The abundance of textual data on the Internet has engendered a pressing demand for proficient text analysis methodologies. Online textual data encompasses diverse dimensions, both in terms of volume and typology, encompassing literary works, encyclopedic compilations and journalism. Furthermore, the exponential growth of user-generated content, including concise textual expressions, has amplified this data landscape. Examples of such user-generated content include social media messages, product descriptions, online reviews, and even scholarly research papers [1]. The imperative to condense vast information repositories has given rise to the pivotal role of keyword extraction (KE) within the domain of natural language processing (NLP). The goal of KE is to identify the most informative and relevant words or topics within a given document [2]. Keywords serve as a useful tool for users, allowing them to quickly understand the overall content of the texts. Identifying keywords is crucial because they can help condense extensive volumes of text, including lengthy documents. Furthermore, keywords play a pivotal role in enhancing search capabilities and facilitating knowledge exploration. Lastly, keywords are instrumental in suggesting supplementary content across various applications. The significance of keyword extraction becomes evident through its pivotal role in numerous NLP applications, including text categorization, document summarization, document tagging, recommendation systems, speech recognition, and many more [1, 3].

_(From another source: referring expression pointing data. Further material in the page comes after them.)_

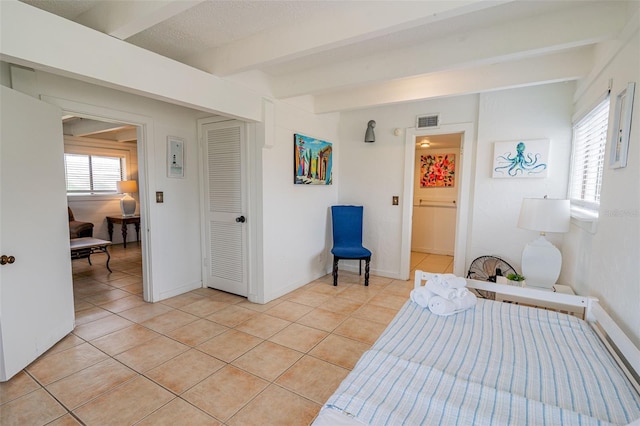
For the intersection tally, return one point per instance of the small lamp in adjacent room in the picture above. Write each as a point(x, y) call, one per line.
point(541, 260)
point(369, 135)
point(127, 203)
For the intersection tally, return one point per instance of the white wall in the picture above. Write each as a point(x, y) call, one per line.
point(604, 264)
point(297, 235)
point(540, 112)
point(172, 232)
point(372, 173)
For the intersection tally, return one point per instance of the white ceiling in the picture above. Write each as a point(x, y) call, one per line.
point(354, 54)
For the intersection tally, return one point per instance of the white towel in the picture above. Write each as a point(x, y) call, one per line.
point(421, 296)
point(436, 287)
point(441, 306)
point(462, 301)
point(451, 281)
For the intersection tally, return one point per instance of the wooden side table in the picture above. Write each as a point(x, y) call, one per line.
point(124, 220)
point(83, 248)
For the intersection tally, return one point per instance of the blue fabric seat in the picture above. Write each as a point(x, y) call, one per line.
point(347, 239)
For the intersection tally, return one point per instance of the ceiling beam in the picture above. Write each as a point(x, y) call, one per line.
point(537, 70)
point(529, 37)
point(328, 32)
point(65, 48)
point(123, 19)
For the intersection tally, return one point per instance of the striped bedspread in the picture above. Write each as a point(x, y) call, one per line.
point(498, 363)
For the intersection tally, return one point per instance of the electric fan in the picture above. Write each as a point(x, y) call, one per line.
point(487, 268)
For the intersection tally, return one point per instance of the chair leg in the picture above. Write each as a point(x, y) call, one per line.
point(366, 271)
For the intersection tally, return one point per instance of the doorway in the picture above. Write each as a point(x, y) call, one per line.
point(110, 150)
point(466, 133)
point(433, 227)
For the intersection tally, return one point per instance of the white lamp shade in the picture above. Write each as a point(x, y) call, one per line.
point(545, 215)
point(127, 186)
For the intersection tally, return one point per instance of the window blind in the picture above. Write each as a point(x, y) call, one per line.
point(589, 143)
point(92, 174)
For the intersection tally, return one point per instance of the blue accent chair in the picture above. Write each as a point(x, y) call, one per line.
point(347, 239)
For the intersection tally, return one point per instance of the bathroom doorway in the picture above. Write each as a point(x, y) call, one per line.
point(435, 198)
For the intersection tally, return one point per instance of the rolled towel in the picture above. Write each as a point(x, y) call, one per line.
point(421, 296)
point(451, 281)
point(437, 288)
point(441, 306)
point(464, 299)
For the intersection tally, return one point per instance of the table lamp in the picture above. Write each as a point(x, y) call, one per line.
point(127, 203)
point(541, 260)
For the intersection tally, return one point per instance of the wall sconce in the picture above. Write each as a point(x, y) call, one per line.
point(369, 136)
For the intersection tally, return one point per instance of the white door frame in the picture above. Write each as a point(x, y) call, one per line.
point(463, 199)
point(145, 168)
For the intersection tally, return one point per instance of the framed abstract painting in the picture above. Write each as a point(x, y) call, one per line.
point(312, 161)
point(437, 170)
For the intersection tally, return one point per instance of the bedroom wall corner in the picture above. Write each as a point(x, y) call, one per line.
point(605, 263)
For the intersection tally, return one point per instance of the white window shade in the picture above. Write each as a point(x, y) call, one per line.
point(589, 143)
point(92, 174)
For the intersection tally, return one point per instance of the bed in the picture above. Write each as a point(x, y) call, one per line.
point(497, 363)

The KE task has been the subject of numerous studies. These investigations can be broadly classified into three categories: statistical methods, linguistic/syntactic approaches, and graph-based methods. Different paradigms have also been used in a combined approach for supervised classification, where the extracted features are employed in a machine learning algorithm for a binary classification task [4]. While these methods have demonstrated effectiveness in processing large texts, they present significant challenges when applied to short texts with high sparsity [5].

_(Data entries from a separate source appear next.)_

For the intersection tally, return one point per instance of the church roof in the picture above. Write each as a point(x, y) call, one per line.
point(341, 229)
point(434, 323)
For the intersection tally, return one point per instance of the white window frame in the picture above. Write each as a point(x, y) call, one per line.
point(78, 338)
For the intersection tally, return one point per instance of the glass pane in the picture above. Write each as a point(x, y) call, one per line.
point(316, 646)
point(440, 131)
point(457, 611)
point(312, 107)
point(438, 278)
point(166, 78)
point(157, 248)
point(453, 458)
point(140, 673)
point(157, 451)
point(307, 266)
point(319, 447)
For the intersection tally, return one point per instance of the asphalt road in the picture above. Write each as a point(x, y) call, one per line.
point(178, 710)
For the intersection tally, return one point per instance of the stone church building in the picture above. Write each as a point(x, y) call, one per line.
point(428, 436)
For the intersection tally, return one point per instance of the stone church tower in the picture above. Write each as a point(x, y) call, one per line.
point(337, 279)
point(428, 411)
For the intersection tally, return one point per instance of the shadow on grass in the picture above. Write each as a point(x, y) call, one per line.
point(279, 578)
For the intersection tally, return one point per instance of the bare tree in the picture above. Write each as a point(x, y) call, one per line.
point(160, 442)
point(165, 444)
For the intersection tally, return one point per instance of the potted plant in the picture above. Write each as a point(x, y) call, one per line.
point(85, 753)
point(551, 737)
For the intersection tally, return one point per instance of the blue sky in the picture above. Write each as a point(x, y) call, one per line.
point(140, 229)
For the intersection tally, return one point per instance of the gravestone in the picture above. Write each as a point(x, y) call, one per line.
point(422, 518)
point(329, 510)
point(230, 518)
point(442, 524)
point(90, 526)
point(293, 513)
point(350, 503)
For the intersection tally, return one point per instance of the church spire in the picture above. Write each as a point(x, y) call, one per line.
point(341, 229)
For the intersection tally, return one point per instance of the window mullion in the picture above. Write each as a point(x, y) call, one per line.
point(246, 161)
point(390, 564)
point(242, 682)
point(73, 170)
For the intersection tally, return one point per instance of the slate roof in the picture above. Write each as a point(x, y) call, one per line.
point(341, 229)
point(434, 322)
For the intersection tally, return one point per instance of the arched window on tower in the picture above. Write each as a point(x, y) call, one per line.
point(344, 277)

The identification of keywords within short texts, specifically in scientific manuscripts, poses a significant challenge, particularly when utilizing open scholarly datasets that only provide the title and abstract as sources of textual information [6]. The challenge of extracting keywords from short texts, particularly in the case of scientific papers, has motivated the development of some approaches. One proposed method for addressing the sparsity of abstracts is to group abstracts using clustering techniques [7]. This can be accomplished by utilizing citations as a proxy for determining the similarity between papers, thereby circumventing the need for direct comparison of the short texts. Despite the use of such clustering and other external information [1, 5], there is a lack of comprehensive studies comparing the compatibility of keywords extracted from abstracts and full texts. The accurate representation of the semantic information present in scientific papers is crucial in many areas, as it forms the foundation for many scientometric studies. Thus, this study aims to address the following research questions:

  1. To what extent are keywords extracted from abstracts similar to those extracted from the corresponding full papers?
  2. Is there consistency in the set of keywords extracted by distinct community detection methods?
  3. Does using citations result in superior performance as compared to directly assessing abstract similarity via textual information?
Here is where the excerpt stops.